Cependant, l’armée japonaise occupe les points stratégiques. Le détachement le plus important enveloppe le palais ; la prison de la Grande Cloche, la Résidence, les gares, les barrières reçoivent aussi leur contingent. Les escarmouches se succèdent à bref intervalle. Dans l’après-midi, devant le palais, la cavalerie japonaise charge la garde coréenne. Les feux de salve jonchent la place de cadavres. La police tire sur la foule dont la rue principale déborde. Les troupes appelées en hâte des garnisons voisines, arrivant à tout instant, prennent d’assaut les casernes et les magasins de munitions coréens. La non-existence des troupes coréennes rend la victoire facile au général Hasegawa, qui commande en chef. Et pourtant, la soi-disant garde impériale, le seul corps militaire que possède encore l’Empereur, n’a pas failli au devoir. Apprenant la nouvelle de l’abdication et de l’exil impérial, ils ont sauté sur leurs sabres et couru au palais.

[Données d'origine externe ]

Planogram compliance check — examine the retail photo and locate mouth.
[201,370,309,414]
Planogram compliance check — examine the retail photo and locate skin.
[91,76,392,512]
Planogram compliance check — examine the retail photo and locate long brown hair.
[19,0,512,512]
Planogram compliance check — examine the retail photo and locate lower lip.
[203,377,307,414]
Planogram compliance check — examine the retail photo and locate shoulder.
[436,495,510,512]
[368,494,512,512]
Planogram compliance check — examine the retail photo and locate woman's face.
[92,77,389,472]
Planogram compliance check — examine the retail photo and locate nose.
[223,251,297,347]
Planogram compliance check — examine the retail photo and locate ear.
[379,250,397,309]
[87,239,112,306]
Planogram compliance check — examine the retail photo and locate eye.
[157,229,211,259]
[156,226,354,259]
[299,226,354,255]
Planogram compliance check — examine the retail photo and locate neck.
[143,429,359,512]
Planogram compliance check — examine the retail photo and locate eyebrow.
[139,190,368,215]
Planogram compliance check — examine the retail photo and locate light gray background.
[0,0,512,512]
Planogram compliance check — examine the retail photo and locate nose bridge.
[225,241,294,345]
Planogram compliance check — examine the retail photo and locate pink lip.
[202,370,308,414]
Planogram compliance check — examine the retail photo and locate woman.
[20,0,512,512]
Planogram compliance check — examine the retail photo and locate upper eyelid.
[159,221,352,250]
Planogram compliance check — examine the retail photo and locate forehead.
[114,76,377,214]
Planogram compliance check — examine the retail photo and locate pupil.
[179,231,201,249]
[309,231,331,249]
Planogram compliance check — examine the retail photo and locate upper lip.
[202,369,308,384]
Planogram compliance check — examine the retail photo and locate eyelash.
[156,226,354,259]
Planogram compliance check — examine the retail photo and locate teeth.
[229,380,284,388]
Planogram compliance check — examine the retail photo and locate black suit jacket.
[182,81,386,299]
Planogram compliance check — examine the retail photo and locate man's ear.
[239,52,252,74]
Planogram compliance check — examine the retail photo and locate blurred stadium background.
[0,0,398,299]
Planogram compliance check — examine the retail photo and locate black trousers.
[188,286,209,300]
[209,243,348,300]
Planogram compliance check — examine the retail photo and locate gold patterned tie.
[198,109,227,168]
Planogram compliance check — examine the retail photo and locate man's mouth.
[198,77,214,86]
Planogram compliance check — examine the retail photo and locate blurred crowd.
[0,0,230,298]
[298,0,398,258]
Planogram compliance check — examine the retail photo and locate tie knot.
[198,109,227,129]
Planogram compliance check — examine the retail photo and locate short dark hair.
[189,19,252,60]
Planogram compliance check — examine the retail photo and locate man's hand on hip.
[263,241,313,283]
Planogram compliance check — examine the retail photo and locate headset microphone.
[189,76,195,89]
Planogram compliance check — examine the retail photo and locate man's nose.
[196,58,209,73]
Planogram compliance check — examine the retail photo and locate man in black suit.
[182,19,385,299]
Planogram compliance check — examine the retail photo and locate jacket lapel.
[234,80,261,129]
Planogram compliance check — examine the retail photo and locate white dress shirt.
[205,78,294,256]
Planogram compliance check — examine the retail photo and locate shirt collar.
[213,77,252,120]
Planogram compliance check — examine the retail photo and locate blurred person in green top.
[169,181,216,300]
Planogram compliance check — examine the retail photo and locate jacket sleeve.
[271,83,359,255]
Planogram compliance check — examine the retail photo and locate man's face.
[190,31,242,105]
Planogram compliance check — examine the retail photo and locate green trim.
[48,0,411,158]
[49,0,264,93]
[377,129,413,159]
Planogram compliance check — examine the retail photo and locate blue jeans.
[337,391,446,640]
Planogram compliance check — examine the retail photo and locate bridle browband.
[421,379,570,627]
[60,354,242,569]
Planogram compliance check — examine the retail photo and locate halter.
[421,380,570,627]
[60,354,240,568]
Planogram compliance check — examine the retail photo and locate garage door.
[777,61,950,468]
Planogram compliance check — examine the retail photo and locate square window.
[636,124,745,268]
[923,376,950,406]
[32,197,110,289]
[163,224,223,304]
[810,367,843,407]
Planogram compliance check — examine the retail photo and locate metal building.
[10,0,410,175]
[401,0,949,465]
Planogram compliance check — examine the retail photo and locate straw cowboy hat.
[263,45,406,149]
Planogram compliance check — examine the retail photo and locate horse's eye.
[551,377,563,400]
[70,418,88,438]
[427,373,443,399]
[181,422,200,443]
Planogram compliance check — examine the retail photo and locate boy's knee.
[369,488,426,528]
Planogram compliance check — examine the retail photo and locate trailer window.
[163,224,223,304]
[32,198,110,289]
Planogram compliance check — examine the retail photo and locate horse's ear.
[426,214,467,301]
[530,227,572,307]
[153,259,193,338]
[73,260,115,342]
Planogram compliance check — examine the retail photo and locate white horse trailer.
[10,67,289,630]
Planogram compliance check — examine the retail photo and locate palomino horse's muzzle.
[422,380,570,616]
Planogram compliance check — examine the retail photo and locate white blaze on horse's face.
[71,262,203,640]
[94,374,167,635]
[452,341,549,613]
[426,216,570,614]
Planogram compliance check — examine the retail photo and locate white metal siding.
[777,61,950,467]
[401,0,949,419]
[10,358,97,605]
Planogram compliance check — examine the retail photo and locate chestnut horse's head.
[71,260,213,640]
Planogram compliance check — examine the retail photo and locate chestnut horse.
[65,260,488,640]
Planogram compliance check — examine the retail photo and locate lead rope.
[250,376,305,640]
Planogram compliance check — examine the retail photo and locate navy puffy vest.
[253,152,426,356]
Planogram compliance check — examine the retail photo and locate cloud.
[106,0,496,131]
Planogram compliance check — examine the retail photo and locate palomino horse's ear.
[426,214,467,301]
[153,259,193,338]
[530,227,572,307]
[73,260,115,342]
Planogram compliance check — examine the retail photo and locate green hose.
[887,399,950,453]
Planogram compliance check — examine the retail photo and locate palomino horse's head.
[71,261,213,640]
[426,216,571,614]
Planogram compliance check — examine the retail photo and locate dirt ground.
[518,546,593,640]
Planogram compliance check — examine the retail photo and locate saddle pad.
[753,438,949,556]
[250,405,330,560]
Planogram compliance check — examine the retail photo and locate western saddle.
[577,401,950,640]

Là, l’ordre du licenciement de la garde leur a été communiqué en même temps que l’acte d’abdication. Le commandant du dernier régiment coréen, le colonel Pack, homme d’une loyauté à toute épreuve, obéissant à la dernière volonté de son maître, ramène ses hommes dans leurs quartiers et demeure au milieu d’eux. Mais, lorsque les troupes nippones se présentent, il vient d’expirer. Rangés autour de son cadavre, les soldats luttent désespérément et tiennent en échec, dans leurs misérables casernes, des forces supérieures de Japonais ; la cause perdue de l’Empereur a décuplé leur énergie.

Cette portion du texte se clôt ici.